A policeman tries with other Egyptians to buy subsidised sugar from a government truck after a sugar shortage in retail stores across the country in Cairo, Egypt, October 14, 2016. Picture taken October 14, 2016. REUTERS/Amr Abdallah Dalsh
CAIRO, Oct 19 (Aswat Masriya) - Egypt's Supply Minister Mohamed Ali al-Sheikh said on Wednesday that the government is studying the prospect of increasing subsidies allocated for individuals on the smart card system due to possible economic hardships.
In a press conference at the headquarters of the Ministry of Trade and Supply in Cairo, Sheikh talked about the "burden" that economic reform could inflict on those who are unable to sustain themselves, which entails a responsibility on the authorities to make sure they are protected.
"If we find that the citizens are in need of subsidies, we will provide subsidies," Sheikh said.
Egypt is currently reviewing eligibility for a smart card system through which low income Egyptians access state-subsidised food, according to Sheikh.
The review would attempt to eliminate waste by canceling cards allocated to people who have since died or emigrated and would review eligibility criteria for everyone else.
A cabinet committee is said to take charge of determining the criteria upon which individuals would be cut off the smart card system.
Egypt's subsidy program covers around 71 million people through 21 million ration cards, according to the minister.
The Egyptian government has been grappling with the pressures of surging prices while attempting to revive a tumbling economy hit by an acute foreign currency shortage.
In August, Egypt reached staff-level agreement with the International Monetary Fund regarding a $12 billion three-year loan programme to help plug a funding gap and restore investor confidence.
IMF chief Christine Lagarde said earlier last week that Egypt "almost completed" prior actions necessary for the IMF's board to formally approve the loan.
The remaining actions pertain to both the exchange rate and the subsidies, according to Lagarde.

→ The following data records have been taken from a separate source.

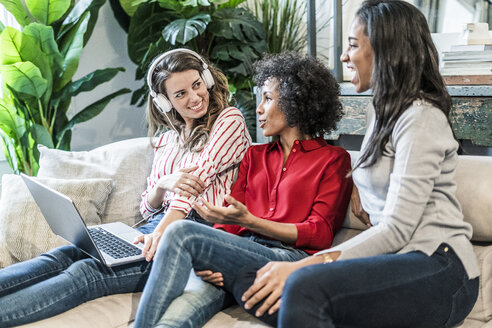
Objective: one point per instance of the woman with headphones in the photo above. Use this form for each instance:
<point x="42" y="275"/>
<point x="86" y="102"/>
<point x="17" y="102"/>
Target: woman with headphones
<point x="289" y="199"/>
<point x="199" y="142"/>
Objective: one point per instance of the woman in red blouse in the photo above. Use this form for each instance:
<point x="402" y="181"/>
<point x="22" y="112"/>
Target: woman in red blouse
<point x="290" y="197"/>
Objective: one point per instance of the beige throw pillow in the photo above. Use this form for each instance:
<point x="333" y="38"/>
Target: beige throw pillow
<point x="127" y="163"/>
<point x="24" y="233"/>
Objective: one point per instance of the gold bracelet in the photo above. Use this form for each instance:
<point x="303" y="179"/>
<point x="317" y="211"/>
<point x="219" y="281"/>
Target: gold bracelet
<point x="327" y="258"/>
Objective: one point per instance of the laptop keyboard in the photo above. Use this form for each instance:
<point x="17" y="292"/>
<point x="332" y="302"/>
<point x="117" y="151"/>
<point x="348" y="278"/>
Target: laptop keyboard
<point x="112" y="245"/>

Egypt's economic reform programme entails cutting energy subsidies, adopting a more flexible exchange rate regime as well as shifting towards the value added tax instead of the sales tax.
Devaluation, however, has yet to come about despite projections by many economists and investment banks of a managed float of the Egyptian pound in the past weeks.
Head of the IMF's Middle East and Central Asia department Masood Ahmed told Bloomberg on Wednesday that delays in important measures like addressing the foreign exchange market would have a high cost on the economy.
He added that prices of many goods today already reflect the parallel market rate, minimising the impact of the pound devaluation on inflation.
The dollar has reached unprecedented levels in the black market in the past weeks, reaching a high of EGP 15.
Egypt's annual consumer inflation rate jumped to 16.4 percent nationwide in August.
Egypt announced that its net foreign reserves jumped to $19.59 billion at the end of September, its highest in over a year. The central bank governor has said he would consider letting the pound float freely if reserves exceed $25 billion.